Our web archive index passed the 10TB mark a few days ago, so it was time for new performance measurements. To recap: 12 shards @ 900 GB, a total of 10.7TB or 3.6 billion documents. Served from a single 256GB machine with a 1 TB SSD dedicated for each shard.
We started by simple sequential searches for random words from a Danish dictionary. No faceting or other fancy stuff. The requests were for top-10 documents with their stored content. We measured the full processing-time (i.e. HTTP-get) and got this:
We call it the whale and we have been a bit obsessed with it, since we discovered it 3 months ago when we saw it with 4 shards.
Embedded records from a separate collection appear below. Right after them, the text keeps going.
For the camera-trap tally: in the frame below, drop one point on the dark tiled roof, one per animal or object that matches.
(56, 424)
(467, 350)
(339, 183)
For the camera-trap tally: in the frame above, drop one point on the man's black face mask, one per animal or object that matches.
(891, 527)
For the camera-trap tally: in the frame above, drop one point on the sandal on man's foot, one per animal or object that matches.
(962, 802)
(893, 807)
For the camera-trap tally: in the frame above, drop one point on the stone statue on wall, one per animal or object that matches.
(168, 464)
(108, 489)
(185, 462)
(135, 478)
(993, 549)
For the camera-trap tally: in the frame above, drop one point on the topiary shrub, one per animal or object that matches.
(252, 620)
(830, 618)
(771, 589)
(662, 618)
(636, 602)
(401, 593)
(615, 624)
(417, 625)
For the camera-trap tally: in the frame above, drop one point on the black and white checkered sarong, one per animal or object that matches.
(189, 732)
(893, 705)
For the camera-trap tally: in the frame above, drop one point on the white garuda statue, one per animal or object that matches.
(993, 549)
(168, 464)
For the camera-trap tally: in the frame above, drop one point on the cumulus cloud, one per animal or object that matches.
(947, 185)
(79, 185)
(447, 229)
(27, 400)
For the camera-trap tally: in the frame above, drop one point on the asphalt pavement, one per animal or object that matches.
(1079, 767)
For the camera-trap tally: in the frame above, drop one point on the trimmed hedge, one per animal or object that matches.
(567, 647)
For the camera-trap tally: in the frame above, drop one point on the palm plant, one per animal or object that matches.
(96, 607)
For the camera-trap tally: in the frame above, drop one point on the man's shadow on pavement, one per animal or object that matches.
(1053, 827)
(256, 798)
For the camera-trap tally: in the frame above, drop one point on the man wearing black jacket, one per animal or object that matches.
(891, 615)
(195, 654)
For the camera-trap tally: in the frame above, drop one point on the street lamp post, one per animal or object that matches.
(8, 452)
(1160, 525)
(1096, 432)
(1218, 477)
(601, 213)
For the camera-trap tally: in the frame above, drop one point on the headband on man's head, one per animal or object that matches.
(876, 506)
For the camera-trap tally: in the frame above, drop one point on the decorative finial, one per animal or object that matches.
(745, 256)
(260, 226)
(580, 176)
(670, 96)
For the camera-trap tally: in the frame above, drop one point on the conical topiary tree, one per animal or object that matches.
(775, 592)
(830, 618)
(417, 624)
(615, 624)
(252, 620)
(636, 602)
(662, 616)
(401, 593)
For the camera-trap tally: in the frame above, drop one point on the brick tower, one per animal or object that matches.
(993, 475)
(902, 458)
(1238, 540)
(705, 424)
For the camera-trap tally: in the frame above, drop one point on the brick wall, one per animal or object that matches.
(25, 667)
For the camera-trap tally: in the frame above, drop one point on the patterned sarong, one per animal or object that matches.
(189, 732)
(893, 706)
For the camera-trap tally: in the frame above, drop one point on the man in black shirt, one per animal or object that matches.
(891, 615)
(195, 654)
Response times for 100 to 1 million hits are great, but what happens with the response times around 10 hits!? Inspection of the Solr logs showed nothing suspicious: Solr’s reported processing time (QTime) for the individual shards were 1 or 2 ms for the queries in question, while QTime for the merging Solr instance was 20-50 ms. Those are fine numbers.
Some of the queries with 10 hits were “blotlægge gøglertrup”, “eksponeringstid attestering” and “fuldkost hofleverandør” (quite funny in Danish actually; remember the words were selected at random). Those searches all took around 500 ms, measured from the outside of Solr, with reported QTimes below 50 ms. Could it be a HTTP-pequliarity, as Mikkel Kamstrup suggested? Diving into the concrete responses illuminated us.
Simple queries with very few hits in a large corpus happens because the query terms rarely occur in the same document. So which documents has a high chance of co-occurrence of random words from the dictionary? A dictionary of course! In a (hopefully vain) attempt of “search engine optimization”, some Danish web pages has embedded a dictionary below the real content (assumedly hidden by making the font color the same as the background or something like that). Normally such pages are ranked low due to the magic of Lucene/Solr, but with very few hits, they still become part of the search result.
So, statistically speaking, searches with few results gives us huge pages. Internally in Solr they are still processed quite fast (hence the fine QTime-numbers), but serializing the result to XML is not a light task, when the result is measured in megabytes. Had we just requested a few fields, such as URL and content_type, there would have been no hiccup. But we requested everything stored, including content_text. If we just request 15 limited-length fields for each documents and repeat the test, we get this:
Now that was strange. We got rid of the hump back, but overall the performance suffered? Does it take more time to ask for specific stored fields instead of all? Still, response times below 100 ms for the majority of searches is quite acceptable. Mystery considered solved!